I'm very skeptical about this article.

I looked at the Register article and found no link to Kommersant. Just to make sure, I went to Kommersant and was unable to find the article.

I'm pretty sure that if Chinese manufacturers are shipping faulty parts to Russia, they will be investigated and thoroughly prosecuted by the Chinese government. China is 100% on board with Russia. They have to be, they depend on Russian oil even more than Germany or the EU does.

Russian equipment is generally more robust than US equipment. If their tanks can actually use chips from dishwashers and refrigerators, it shows how farsighted their engineers and planners are. If your tank's fire control system goes down, just head to the nearest laundromat. And run a washer load while fixing your tank.
 
I'm very skeptical about this article.

I looked at the Register article and found no link to Kommersant. Just to make sure, I went to Kommersant and was unable to find the article.

I'm pretty sure that if Chinese manufacturers are shipping faulty parts to Russia, they will be investigated and thoroughly prosecuted by the Chinese government. China is 100% on board with Russia. They have to be, they depend on Russian oil even more than Germany or the EU does.

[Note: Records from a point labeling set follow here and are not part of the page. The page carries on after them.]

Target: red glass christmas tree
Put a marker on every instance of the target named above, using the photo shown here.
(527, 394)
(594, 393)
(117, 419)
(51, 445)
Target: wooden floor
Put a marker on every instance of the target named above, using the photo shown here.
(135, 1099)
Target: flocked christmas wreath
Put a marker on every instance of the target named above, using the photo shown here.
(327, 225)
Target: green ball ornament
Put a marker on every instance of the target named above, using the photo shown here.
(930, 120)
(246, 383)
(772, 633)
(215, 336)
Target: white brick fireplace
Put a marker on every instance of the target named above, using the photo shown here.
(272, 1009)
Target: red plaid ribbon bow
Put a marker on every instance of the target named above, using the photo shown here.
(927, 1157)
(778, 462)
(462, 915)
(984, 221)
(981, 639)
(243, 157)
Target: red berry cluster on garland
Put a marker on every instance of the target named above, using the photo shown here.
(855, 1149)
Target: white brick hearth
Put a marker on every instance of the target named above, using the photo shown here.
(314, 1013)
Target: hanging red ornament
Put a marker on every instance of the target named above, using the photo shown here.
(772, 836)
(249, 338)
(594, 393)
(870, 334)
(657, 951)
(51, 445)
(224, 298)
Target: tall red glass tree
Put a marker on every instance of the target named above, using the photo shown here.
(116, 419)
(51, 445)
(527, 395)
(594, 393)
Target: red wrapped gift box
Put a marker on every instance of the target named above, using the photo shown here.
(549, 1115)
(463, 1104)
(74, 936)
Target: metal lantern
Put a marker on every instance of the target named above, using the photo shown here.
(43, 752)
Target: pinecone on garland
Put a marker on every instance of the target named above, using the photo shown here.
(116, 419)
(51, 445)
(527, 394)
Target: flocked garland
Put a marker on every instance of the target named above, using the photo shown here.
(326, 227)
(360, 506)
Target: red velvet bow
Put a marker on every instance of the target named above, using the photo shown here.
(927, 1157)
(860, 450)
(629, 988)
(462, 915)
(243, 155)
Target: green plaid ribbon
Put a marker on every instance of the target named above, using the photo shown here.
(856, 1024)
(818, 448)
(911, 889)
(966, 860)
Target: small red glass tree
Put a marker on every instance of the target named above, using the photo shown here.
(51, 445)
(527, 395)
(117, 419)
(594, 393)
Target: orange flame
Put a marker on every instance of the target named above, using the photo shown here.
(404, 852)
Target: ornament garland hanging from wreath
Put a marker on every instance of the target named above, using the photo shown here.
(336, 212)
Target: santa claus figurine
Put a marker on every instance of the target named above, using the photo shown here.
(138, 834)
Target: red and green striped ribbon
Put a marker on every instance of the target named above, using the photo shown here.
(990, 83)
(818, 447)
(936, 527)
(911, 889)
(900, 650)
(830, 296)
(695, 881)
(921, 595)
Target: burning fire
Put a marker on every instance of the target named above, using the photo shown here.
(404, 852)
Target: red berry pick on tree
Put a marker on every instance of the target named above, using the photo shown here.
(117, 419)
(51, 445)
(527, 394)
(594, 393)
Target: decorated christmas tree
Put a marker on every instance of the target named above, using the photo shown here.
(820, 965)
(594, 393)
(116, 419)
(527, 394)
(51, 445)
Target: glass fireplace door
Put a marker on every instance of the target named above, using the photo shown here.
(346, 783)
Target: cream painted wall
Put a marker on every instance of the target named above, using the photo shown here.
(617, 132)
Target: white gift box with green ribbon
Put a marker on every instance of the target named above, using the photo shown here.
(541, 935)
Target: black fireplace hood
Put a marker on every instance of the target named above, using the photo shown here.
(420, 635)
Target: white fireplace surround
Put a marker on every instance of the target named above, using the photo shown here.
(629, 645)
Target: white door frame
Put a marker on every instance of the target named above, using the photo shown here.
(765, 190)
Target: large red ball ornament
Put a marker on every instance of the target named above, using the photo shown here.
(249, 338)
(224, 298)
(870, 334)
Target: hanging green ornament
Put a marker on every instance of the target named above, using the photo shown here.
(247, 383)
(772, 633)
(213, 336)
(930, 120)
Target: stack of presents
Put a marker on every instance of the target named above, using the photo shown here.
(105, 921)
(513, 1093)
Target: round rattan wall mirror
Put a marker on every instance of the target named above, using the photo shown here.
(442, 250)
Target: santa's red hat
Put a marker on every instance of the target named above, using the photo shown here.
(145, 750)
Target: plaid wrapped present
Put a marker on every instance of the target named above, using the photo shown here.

Russian equipment is generally more robust than US equipment. If their tanks can actually use chips from dishwashers and refrigerators, it shows how farsighted their engineers and planners are. If your tank's fire control system goes down, just head to the nearest laundromat. And run a washer load while fixing your tank.
China publicly states they're 100% on board, however they haven't supported Putin's war effort in any meaningful way. As Putin is sourcing shells from North Korea and drones & missiles from Iran, they cannot keep up with Western supply. Were China to sell arms to Russia it would be a major shift in the war. The problem is they don't really like or trust Russia no matter how much they play nice in front of others. Further helping Russia in Ukraine does nothing to further their very strict goals, other than supply with some cheap(er) oil and maybe coal and gas someday. Putin needs China far more than China needs Putin.